Human, AI, and collaborative writing in computer science: a multilayer linguistic analysis of university students’ prompt-driven text production


URSAVAŞ Ö. F., Onan A., Yildiz Durak H., Akçayir İ.

Interactive Learning Environments, 2026 (SSCI, Scopus)

  • Yayın Türü: Makale / Tam Makale
  • Basım Tarihi: 2026
  • Doi Numarası: 10.1080/10494820.2026.2693955
  • Dergi Adı: Interactive Learning Environments
  • Derginin Tarandığı İndeksler: Social Sciences Citation Index (SSCI), Scopus, Aerospace Database, Agricultural & Environmental Science Database, Applied Science & Technology Source, EBSCO Education Source, Education Abstracts, Educational research abstracts (ERA), ERIC (Education Resources Information Center), INSPEC, Psycinfo, EBSCO Communication Source, Academic Search Ultimate (EBSCO), Social Science Premium Collection (ProQuest), Communication Source (EBSCO), Education Collection (ProQuest), Education Source Ultimate (EBSCO), Engineering Source (EBSCO), Technology Collection (ProQuest)
  • Anahtar Kelimeler: discourse analysis, Human-AI collaboration writing, large language models (LLM), linguistic diversity, prompt strategies, semantic coherence
  • Karadeniz Teknik Üniversitesi Adresli: Evet

Özet

This study comparatively examines three different production formats-human writing, text generated solely by an artificial intelligence (AI), and AI-human collaborative writing, in writing and summarization tasks under four different prompt strategies.

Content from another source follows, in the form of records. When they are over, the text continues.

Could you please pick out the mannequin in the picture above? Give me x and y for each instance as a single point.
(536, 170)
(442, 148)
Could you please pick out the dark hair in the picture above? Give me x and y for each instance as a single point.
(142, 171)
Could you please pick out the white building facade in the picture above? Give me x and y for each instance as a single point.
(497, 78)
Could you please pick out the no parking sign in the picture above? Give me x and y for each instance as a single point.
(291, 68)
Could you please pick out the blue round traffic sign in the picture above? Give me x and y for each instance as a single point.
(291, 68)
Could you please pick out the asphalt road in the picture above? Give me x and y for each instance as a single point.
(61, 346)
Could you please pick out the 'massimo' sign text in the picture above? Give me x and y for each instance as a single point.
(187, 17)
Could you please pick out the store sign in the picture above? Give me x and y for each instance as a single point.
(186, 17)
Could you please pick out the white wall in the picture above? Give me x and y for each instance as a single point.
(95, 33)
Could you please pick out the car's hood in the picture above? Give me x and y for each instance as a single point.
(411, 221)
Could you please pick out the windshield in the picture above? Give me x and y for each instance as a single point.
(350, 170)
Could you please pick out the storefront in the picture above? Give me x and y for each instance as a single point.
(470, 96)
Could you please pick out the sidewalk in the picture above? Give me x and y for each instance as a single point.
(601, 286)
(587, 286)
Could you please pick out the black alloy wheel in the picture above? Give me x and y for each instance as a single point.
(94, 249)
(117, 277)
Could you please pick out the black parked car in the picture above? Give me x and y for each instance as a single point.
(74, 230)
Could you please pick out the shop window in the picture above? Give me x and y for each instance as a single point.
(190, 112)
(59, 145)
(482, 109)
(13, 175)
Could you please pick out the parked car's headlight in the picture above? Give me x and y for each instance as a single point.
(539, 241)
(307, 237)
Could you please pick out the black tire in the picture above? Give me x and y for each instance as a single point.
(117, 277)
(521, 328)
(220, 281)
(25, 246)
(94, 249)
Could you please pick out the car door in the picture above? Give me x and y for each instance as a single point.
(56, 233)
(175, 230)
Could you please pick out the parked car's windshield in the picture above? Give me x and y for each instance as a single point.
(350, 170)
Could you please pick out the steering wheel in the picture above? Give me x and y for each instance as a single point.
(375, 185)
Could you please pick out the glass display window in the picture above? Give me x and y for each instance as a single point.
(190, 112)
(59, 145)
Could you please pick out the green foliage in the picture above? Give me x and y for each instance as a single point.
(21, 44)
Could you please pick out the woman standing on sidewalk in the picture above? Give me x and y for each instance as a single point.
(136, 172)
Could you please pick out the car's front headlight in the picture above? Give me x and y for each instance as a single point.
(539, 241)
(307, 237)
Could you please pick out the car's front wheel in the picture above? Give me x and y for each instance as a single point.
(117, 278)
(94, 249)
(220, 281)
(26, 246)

Furthermore, four different prompt strategies shaping the production process were used to evaluate text quality, semantic consistency, and how discourse structure responded to these strategies. In the study, 81 university students performed writing tasks structured according to prompt leveling both as humans, with the Gemini, and in a hybrid production format. All generated texts were evaluated by students using a five-dimensional rubric and were also examined using multidimensional natural language processing (NLP) analyses (lexical diversity, syntactic complexity, semantic consistency, readability, discourse structure, and topic modeling). The findings show that human productions offer the highest lexical diversity, morphological richness, and discourse complexity, while AI productions provide high fluency, low semantic drift, and high local consistency. Collaborative productions created a balanced structure between the two extremes, combining both human contextual flexibility and large language model (LLM) structural fluency. Student ratings revealed that Gemini received highest scores in areas such as content quality and level of detail, while hybrid texts presented a strong intermediate profile in terms of overall satisfaction and originality.